I got the diaphram and plugs today and put it all in. Expectations were high. Unfortunately I got disappointed. The good news was that the secondary stumble was gone . But the idle quickly deteriorated. I stopped and pulled the plugs again. Plug 2, 3, 5 and 8 were very black while the others were perfect, or maybe a little lean, not easy to see with new plugs. 2, 3, 5 and 8 are fed by the top layer on the dual plane manifold, and the left part of the Holley. Note that since the Holley doesn't fit the manifold, DeTomaso put a spacer in between which is open on the secondaries so the dual planes are not totally seperated.

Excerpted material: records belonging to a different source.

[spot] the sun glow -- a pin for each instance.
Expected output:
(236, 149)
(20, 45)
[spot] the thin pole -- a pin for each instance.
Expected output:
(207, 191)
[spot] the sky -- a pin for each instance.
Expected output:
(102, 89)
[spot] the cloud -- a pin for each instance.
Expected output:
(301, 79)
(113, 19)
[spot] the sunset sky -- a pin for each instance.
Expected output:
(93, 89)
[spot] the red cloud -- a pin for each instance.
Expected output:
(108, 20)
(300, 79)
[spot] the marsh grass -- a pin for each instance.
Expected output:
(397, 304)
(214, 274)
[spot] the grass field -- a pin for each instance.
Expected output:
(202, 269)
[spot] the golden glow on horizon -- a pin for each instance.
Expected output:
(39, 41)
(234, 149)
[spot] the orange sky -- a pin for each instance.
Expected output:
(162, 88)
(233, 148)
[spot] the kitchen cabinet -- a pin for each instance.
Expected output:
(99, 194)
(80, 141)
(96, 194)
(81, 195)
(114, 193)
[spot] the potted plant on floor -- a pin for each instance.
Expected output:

How can one side of the carb be so different? I've checked the obvious, the idle adjustment screws are both 1-1/4 turn out. The jets look fine.
But it get's worse! As part of diagnostics I put a vacuum gauge to a manifold port, it was steady but only 10 InHg, the lowest I've ever seen. This low vacuum can of course add to my rich condition since the power valve will easily open, much more than if the engine at idle ran 20 InHg. But it still doesn't explain the diffence between the rich condition on plug 2, 3, 5 and 8 while the others look OK/lean.
I ruled out ignition timing because I already set it at 16 degrees, and I've never experienced wrong ignition timing lowering the vacuum that much. I also considered valve timing or other problems, but since the needle is steady, not fluctuating, I don't think this is about 1 cylinder, it's common for all cylinders.
I then started looking for the vacuum leak. I took off the carb, taped the 4 holes in the manifold and put air pressure on a manifold port. The pressure made the tape bulge upwards and stayed that way for several seconds, to me that means no leakage beyond the normal. Then I installed the carb, and taped everything above the aircleaner gasket base. And put pressure on again. Here it was a different result. The pressure made the tape bulge, but as soon as I stopped the air the tape got flat, clearly a major (comparatively) leakage. I then used a soapy mixture to try to see where the air got out, it had to be around the carb, but I only found a leakage around the primary throttle axis, and to me it looked small and all carbs have some leakage there, right?
So can anybody figure this out?
1. Why do I get an over rich condition on one side of the carb/manifold?
2. What does the steady 10 InHg vacuum tell me?
3. If 2. is a vacuum leakage, I think I've diagnosed it to the carb, but can't find the leak?
4. Is 1. and 3. the same problem? Can my Holley have an invisible vacuum leakage on one side only? And would that produce such a huge difference in mixture?